Can you kindly clarify the following

  1. What dataset was used for evaluation of Lung nodules in the following figure
    https://github.com/MIC-DKFZ/nnDetection/blob/main/docs/results/nnDetectionV001.md#luna with 92.7% at FP of 0.5 per scan
  2. In https://github.com/MIC-DKFZ/nnDetection/blob/main/docs/results/nnDetectionV001.md#luna, the LUNA set is missing from the test pool, making the paper and this in-consistent.

Thanks

Dear @DSRajesh ,

since Luna has a predefined split and many previous methods are already using that one, we did not perform 5 fold crosss-validation there but follow DeepLung (https://github.com/wentaozhu/DeepLung) and performed a 10 fold cross-validation with the provided splits. This is why it is not part of the main figure of nnDetection and we reported the results in a separate figure.

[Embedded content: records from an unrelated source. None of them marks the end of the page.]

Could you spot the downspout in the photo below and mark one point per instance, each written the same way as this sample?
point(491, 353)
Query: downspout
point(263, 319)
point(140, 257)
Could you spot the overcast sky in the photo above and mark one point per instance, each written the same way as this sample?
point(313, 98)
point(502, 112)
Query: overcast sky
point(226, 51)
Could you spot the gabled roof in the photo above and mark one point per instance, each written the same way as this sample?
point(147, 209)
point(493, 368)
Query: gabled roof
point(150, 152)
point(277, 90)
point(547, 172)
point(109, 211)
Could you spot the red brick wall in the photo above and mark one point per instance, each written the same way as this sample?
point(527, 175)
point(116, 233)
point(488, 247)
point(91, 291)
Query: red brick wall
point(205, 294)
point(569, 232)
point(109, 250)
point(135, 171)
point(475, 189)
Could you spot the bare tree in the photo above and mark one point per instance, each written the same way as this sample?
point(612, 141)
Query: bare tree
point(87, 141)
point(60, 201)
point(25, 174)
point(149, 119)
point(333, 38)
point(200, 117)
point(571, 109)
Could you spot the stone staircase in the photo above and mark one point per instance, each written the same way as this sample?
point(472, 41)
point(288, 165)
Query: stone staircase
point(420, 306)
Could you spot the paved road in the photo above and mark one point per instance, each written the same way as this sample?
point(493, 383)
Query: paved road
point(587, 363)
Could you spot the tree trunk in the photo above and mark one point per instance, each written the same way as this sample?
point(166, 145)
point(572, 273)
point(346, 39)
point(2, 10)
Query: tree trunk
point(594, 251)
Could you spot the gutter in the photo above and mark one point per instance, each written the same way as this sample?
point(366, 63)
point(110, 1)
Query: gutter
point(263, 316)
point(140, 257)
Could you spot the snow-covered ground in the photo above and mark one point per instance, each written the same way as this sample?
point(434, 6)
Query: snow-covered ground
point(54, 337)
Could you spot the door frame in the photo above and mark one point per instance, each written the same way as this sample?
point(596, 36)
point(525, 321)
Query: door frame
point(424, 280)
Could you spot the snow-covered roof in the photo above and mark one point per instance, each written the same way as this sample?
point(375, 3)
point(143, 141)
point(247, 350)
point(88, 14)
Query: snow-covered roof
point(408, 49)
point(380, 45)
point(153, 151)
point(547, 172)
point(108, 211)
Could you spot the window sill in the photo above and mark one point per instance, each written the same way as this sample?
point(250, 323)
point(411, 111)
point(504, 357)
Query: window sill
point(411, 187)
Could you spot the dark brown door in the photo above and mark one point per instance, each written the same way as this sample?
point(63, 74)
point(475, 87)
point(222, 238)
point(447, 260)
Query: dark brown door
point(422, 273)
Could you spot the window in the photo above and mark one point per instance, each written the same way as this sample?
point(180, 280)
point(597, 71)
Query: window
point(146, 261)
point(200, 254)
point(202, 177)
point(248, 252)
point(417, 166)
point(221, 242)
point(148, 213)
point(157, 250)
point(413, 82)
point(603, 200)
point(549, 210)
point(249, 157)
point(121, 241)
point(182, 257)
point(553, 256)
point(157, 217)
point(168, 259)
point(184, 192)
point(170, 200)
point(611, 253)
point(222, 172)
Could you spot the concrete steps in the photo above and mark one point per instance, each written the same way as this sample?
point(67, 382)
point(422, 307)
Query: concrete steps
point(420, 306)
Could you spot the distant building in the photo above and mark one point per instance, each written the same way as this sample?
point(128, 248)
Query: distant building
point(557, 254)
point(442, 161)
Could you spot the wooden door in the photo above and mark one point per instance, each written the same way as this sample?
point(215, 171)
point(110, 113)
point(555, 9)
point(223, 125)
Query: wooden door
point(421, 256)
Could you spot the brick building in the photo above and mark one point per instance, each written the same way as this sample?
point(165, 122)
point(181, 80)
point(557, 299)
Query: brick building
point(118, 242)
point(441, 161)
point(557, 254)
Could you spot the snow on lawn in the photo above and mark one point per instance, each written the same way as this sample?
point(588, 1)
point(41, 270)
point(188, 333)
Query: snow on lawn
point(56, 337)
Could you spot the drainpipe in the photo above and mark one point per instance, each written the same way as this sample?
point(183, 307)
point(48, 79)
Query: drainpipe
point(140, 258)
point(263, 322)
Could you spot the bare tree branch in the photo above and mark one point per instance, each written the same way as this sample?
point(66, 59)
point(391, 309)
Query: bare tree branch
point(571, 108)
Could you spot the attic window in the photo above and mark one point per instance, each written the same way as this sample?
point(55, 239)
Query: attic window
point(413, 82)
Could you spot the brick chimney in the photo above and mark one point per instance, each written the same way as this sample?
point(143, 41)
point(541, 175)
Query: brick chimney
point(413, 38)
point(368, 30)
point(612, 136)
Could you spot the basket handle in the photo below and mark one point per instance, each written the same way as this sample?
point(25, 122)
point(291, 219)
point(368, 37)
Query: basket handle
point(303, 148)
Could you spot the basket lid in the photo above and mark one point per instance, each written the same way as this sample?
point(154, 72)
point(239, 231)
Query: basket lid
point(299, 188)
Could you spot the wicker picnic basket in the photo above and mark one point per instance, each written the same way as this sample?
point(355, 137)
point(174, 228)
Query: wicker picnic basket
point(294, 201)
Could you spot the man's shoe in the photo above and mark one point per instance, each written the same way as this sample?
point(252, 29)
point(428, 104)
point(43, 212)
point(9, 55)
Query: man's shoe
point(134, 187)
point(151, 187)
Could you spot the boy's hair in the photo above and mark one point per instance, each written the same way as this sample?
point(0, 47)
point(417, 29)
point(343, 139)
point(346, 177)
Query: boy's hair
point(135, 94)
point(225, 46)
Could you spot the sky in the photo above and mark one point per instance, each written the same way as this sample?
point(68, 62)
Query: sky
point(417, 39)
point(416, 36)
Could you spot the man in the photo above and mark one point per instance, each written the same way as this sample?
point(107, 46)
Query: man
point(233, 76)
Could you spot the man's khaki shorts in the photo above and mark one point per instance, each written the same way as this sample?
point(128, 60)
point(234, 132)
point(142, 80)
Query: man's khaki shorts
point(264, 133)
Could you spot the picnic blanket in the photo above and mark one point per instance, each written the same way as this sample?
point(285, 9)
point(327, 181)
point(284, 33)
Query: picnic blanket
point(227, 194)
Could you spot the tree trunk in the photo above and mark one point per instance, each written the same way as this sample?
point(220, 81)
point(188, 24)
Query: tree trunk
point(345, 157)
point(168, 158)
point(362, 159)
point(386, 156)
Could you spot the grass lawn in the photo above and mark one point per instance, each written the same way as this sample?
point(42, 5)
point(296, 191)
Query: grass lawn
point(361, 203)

Each dataset in nnDetection is to be taken by itself, we never do transfer learning (i.e. pretrain on another dataset to fine-tune on a different one).
Nevertheless, it is possible to take nnDetection and apply it to new datasets, i.e. it generalises to new problems via its self configuring planning. (note: this still means training models from scatch is necessary for the new dataset, the goal is to evaluate the generalisation of the self-configuring process) -> This was done for the datasets in the test pool, including LUNA. While LUNA is a subset of LIDC, the configuration of nnDetection is still different between the two datasets and as such we evaluated the generalisation capabilities of nnDetection on LUNA as well.

Best, Michael

This issue is stale because it has been open for 30 days with no activity.

This issue was closed because it has been inactive for 14 days since being marked as stale.